Monsieur le président, mesdames, messieurs les sénateurs, la proposition de loi que votre assemblée examine aujourd'hui a été adoptée hier à l'Assemblée nationale, non sans qu'un certain nombre des questions qu'elle soulève aient été amplement évoquées.
Il est vrai que la modification du droit un an seulement après l'adoption de la loi qui l'avait précédemment établi contrevient au principe de stabilité et de sécurité juridique, auquel je fais souvent référence à la fois en tant que juriste et en tant que responsable politique.
Il est vrai aussi que l'usage républicain veut que les règles d'une élection ne soient pas modifiées lorsque la campagne a, en pratique, déjà commencé ; il convient toutefois de relever que, en l'occurrence, il ne s'agit pas de l'élection à proprement parler.
Il est vrai, enfin, qu'une modification tardive du code électoral peut toujours être mal comprise ou mal perçue par nos concitoyens.
Mais il est non moins vrai que la lisibilité des textes et des institutions nous oblige à légiférer.

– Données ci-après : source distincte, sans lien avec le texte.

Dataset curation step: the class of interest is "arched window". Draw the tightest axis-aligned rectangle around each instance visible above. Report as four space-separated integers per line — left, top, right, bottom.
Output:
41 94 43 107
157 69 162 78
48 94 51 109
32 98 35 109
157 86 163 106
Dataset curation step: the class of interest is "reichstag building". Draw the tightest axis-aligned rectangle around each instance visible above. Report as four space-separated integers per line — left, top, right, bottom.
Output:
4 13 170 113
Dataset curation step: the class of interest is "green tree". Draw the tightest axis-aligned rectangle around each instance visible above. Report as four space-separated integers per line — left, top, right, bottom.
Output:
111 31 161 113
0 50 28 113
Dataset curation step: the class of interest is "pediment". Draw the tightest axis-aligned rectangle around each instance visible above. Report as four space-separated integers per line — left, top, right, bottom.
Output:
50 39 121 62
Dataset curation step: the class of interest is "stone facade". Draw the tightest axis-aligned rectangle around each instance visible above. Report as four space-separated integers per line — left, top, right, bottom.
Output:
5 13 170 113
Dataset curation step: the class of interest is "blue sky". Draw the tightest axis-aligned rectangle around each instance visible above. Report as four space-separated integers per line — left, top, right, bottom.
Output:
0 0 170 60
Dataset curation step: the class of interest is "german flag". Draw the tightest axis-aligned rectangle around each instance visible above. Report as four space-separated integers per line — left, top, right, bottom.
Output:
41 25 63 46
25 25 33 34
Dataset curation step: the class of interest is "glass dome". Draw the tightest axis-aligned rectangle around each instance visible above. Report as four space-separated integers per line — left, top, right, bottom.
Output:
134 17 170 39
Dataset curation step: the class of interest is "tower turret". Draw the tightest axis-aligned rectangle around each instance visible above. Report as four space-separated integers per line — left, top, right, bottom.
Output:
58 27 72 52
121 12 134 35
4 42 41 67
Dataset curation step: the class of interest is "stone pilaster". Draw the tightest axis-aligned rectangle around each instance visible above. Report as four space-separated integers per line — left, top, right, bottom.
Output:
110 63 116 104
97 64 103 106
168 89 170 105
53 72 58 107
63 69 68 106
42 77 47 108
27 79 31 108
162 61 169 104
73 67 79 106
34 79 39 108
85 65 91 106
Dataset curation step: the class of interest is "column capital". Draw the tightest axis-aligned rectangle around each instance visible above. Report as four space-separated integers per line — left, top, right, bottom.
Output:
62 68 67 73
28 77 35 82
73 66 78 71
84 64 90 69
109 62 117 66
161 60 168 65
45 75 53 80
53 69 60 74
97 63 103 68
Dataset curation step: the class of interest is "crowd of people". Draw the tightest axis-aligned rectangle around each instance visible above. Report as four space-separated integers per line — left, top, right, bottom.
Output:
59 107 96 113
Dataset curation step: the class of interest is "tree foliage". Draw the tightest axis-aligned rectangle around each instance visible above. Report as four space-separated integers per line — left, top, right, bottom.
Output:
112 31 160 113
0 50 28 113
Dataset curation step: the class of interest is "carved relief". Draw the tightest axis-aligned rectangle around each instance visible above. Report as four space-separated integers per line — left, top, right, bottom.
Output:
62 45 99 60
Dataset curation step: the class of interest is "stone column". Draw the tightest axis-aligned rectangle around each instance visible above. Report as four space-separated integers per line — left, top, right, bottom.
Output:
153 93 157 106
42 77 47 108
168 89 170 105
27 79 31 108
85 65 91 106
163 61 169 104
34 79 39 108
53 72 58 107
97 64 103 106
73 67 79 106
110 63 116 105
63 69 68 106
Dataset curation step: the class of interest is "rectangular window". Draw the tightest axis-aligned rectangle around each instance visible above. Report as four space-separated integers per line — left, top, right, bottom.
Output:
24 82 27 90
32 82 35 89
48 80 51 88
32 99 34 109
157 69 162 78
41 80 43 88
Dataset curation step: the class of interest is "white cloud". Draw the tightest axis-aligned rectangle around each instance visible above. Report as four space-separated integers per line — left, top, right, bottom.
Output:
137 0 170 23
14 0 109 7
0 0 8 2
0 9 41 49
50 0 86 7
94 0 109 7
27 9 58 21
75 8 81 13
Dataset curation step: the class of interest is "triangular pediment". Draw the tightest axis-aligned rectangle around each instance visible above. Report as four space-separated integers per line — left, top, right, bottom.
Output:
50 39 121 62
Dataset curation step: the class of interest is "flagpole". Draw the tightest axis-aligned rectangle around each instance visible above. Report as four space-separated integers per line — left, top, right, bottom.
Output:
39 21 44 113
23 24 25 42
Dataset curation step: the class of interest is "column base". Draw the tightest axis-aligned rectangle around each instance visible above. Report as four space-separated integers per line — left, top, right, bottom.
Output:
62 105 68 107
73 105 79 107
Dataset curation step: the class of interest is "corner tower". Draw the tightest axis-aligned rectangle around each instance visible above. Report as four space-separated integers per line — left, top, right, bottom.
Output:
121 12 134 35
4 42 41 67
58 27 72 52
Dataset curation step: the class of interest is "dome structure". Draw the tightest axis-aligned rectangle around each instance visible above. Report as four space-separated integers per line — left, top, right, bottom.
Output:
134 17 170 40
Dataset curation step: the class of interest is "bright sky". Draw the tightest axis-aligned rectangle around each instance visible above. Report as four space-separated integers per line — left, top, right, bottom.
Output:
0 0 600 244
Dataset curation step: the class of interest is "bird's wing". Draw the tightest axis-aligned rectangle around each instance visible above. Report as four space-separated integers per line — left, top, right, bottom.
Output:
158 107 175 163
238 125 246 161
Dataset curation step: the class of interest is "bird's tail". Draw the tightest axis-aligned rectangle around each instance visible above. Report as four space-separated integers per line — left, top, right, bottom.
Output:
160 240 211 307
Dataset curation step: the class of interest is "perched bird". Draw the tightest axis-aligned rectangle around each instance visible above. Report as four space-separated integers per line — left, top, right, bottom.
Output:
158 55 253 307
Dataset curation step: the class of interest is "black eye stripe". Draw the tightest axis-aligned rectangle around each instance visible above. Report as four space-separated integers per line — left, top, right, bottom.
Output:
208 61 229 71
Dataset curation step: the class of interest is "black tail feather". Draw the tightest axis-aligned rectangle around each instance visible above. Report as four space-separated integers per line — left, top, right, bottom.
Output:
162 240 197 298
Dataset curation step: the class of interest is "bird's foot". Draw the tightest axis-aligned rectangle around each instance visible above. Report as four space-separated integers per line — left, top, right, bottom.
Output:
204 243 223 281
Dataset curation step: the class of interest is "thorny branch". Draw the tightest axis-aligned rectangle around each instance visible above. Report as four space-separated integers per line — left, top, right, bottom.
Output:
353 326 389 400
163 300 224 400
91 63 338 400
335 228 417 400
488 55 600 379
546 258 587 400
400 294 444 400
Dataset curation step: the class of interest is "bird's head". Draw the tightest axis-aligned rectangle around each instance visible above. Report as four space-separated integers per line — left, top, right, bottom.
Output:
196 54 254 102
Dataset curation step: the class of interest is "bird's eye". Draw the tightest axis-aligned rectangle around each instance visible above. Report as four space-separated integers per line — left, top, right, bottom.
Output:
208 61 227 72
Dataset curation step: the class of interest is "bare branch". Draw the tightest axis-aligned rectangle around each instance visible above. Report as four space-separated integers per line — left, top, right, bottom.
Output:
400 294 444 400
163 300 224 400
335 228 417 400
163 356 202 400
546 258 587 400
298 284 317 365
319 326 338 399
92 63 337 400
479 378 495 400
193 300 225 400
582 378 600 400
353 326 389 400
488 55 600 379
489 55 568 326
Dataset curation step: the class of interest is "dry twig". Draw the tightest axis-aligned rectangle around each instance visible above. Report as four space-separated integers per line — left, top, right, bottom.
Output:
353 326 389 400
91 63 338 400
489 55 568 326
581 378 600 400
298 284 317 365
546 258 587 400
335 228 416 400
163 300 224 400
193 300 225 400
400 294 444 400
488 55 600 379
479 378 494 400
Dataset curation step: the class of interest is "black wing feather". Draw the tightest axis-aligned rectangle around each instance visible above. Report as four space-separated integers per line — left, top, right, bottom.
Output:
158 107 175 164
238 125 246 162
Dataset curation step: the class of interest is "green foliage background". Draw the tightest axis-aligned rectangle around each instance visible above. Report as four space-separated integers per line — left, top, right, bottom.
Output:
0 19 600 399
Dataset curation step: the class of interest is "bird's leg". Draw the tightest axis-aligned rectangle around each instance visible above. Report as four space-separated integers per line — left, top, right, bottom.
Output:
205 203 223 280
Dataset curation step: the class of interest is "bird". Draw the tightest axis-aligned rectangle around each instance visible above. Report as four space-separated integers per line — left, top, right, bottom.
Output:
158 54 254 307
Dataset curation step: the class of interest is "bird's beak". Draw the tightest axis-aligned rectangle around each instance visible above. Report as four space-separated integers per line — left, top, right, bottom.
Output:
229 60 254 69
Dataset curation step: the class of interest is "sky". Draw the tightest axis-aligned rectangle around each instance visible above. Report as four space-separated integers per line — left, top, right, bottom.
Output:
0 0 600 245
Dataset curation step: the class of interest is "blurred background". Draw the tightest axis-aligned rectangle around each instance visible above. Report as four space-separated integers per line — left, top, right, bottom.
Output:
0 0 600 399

La loi du 31 janvier 2007 institue, pour les élections cantonales, un « ticket paritaire » : le candidat doit avoir un remplaçant éventuel de sexe différent.

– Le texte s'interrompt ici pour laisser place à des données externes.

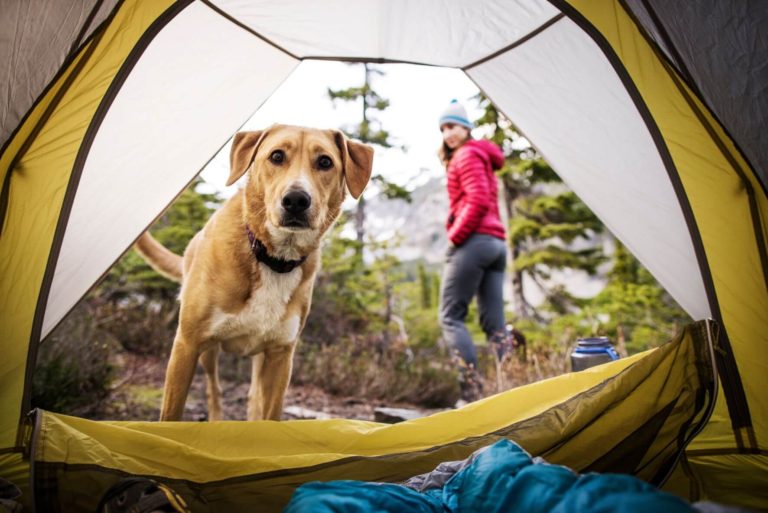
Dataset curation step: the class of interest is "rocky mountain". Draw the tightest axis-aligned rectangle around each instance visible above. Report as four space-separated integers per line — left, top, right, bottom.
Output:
366 176 448 264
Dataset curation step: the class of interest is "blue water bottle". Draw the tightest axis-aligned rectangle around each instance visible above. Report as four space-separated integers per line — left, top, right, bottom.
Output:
571 337 619 372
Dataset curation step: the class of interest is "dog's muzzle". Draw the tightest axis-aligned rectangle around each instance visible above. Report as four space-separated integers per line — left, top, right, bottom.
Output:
280 190 312 228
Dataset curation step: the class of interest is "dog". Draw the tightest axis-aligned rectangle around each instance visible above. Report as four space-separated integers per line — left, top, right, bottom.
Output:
136 125 373 420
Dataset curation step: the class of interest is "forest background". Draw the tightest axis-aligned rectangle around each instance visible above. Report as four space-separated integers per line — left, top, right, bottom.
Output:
33 64 689 420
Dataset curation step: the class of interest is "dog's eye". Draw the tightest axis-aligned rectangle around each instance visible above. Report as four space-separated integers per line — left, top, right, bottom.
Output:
317 155 333 169
269 150 285 164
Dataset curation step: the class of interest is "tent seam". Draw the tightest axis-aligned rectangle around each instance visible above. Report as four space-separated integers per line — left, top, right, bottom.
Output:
461 12 565 73
17 0 192 444
200 0 302 61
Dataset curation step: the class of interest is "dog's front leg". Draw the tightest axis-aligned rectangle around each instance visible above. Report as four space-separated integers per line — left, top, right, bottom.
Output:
200 344 222 420
248 343 296 420
160 328 199 420
248 353 264 420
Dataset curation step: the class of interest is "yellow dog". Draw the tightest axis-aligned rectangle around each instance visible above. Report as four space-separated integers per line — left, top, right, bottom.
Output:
136 125 373 420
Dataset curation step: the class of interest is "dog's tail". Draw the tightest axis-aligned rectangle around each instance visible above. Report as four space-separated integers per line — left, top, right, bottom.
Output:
134 232 183 283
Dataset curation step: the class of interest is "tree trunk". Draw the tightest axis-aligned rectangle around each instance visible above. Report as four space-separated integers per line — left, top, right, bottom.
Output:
501 178 531 319
355 196 365 255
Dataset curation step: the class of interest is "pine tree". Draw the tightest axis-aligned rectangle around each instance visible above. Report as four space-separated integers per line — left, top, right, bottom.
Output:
476 95 605 319
328 63 411 251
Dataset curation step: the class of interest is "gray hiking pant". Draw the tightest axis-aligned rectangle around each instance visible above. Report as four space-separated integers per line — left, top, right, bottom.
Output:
440 233 507 368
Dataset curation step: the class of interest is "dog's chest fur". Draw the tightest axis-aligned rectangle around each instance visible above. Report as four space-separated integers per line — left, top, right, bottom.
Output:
209 264 303 356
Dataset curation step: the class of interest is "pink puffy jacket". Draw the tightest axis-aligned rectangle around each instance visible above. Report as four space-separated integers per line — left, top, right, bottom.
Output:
445 140 506 246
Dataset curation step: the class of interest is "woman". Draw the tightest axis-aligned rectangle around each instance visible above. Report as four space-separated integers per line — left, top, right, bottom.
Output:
440 100 507 401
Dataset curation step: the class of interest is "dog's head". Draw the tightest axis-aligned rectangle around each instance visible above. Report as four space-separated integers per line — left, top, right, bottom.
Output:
227 125 373 259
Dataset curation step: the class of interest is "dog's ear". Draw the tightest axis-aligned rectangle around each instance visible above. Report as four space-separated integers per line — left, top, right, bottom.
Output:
333 131 373 199
227 130 267 185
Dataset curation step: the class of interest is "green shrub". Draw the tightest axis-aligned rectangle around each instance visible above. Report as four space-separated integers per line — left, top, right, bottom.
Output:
32 305 117 415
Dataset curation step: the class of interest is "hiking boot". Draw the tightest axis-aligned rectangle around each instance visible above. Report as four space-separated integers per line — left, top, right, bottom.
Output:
459 365 483 403
96 477 191 513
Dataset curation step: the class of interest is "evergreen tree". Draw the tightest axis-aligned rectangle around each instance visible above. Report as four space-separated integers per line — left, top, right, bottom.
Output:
328 63 411 251
98 178 222 300
476 95 605 319
588 240 691 353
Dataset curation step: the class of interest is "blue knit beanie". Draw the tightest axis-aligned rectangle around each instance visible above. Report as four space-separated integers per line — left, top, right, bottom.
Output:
440 100 475 130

Les possibilités, pour le suppléant ou la suppléante, d'accéder au mandat de conseiller général sans recourir à une élection partielle y sont clairement limitées.
La présente proposition de loi vise à élargir ces possibilités au cas de la démission d'un parlementaire qui, nouvellement élu au conseil général, se trouve dans une situation de cumul de mandats prohibée par le code électoral.

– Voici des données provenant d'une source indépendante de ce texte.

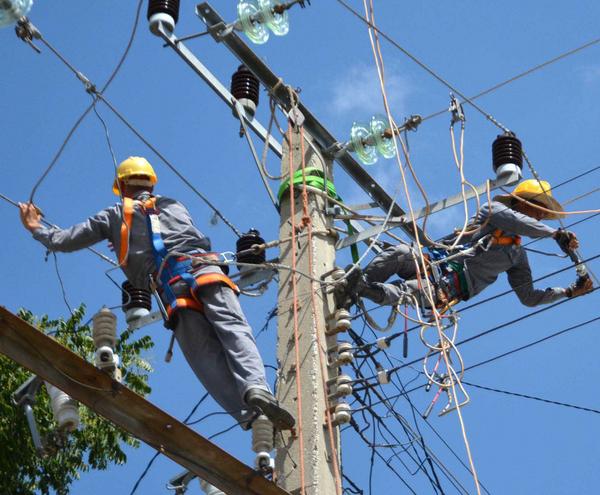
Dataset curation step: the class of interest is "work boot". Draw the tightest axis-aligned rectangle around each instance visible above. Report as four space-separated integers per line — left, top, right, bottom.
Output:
245 387 296 430
336 265 364 309
358 284 385 304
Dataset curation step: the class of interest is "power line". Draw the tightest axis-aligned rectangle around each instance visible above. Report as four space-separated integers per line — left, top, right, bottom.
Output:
421 38 600 122
462 380 600 414
19 21 242 237
29 0 144 203
337 0 510 132
350 321 490 495
0 194 117 266
358 315 600 405
358 254 600 358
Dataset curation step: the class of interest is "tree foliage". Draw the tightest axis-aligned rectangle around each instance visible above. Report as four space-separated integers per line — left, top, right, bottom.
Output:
0 305 153 495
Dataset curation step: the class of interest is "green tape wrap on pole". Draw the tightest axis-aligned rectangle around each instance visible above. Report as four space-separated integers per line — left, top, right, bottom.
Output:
277 167 358 263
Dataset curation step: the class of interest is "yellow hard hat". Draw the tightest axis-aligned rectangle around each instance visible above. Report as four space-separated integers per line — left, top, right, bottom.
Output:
113 156 158 196
494 179 565 220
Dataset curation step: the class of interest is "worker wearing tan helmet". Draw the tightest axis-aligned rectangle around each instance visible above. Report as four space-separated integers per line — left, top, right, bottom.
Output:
346 180 593 306
19 157 294 429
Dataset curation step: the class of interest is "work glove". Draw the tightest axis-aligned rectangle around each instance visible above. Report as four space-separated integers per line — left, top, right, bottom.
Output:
566 277 594 298
553 229 579 254
19 203 43 233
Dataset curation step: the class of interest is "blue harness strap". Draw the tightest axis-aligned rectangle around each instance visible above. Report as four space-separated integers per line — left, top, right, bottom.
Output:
144 198 198 311
428 248 469 301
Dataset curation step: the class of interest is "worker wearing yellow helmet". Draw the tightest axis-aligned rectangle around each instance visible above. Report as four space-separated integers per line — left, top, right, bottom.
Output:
339 179 593 307
19 156 295 429
113 156 158 196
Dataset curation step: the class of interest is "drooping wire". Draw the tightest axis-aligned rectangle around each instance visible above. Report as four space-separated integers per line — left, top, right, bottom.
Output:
350 322 490 495
358 316 600 405
29 0 144 203
463 380 600 414
360 0 482 495
421 38 600 122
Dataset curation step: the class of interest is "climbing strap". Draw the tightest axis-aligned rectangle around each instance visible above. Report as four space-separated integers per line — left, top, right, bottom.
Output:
119 197 240 327
491 229 521 246
277 167 359 263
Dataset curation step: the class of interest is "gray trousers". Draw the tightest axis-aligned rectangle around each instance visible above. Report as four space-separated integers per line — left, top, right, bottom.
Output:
358 244 422 305
174 267 269 423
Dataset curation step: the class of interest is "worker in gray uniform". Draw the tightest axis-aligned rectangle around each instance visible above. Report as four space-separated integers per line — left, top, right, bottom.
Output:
346 180 593 307
19 157 295 429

Comme je l'ai indiqué devant les députés, si cette proposition de loi soulève des difficultés, elle ouvre néanmoins de nouvelles perspectives en matière d'égalité entre les hommes et les femmes et, sans doute aussi, prend en compte la désaffection de nos concitoyens à l'égard des élections partielles.
Quelles sont, brièvement rappelées, les difficultés que soulève cette proposition de loi ?
Lors de l'élaboration du projet de loi qui est devenu la loi du 31 janvier 2007 tendant à promouvoir l'égal accès des femmes et des hommes aux mandats électoraux et fonctions électives, l'intention initiale du Gouvernement était de ne prévoir le remplacement, par son suppléant, du conseiller général élu que dans une seule hypothèse : celle de son décès. Ce cas de vacance de siège est en effet, aujourd'hui, et de loin, le plus fréquent.
En revanche, le remplacement par le suppléant était exclu dans tous les cas de démission. Cette règle se calquait sur celle qui s'impose aux suppléants des députés et des sénateurs élus au scrutin majoritaire.
Le Gouvernement a toutefois accepté, lors du débat, une proposition d'origine parlementaire aux termes de laquelle cette possibilité serait élargie à deux cas de remplacement consécutif à la démission du conseiller général : d'une part, lorsque l'élu est détenteur de plus de deux mandats locaux ; d'autre part, lorsqu'il est détenteur de deux mandats locaux et d'un mandat de représentant au Parlement européen.
Il existait donc déjà une exception à la règle qui avait été primitivement fixée.
Aujourd'hui, il s'agit d'étendre cette exception aux parlementaires nationaux : un parallèle s'établirait ainsi entre, par exemple, un candidat élu conseiller général et conseiller municipal à l'occasion des élections de mars 2008, qui devrait automatiquement renoncer à l'un de ses deux mandats s'il venait à être élu député européen en juin 2009, et un parlementaire national élu conseiller général et conseiller municipal. Si cette proposition de loi est adoptée, cet élu pourra immédiatement démissionner de son nouveau mandat de conseiller général au profit de son suppléant ou de sa suppléante.
Je l'ai dit, cette proposition de loi, même si elle entraîne une sorte de parallélisme des formes entre députés européens et parlementaires nationaux ne va pas sans poser quelques difficultés. La question est maintenant de savoir si nous sommes prêts à les surmonter.
J'entends les arguments qui nous invitent à l'action et qui ont d'ailleurs été à l'origine de cette proposition de loi, arguments dont l'esprit, je m'empresse de le dire, était partagé sur quasiment tous les bancs de l'Assemblée nationale.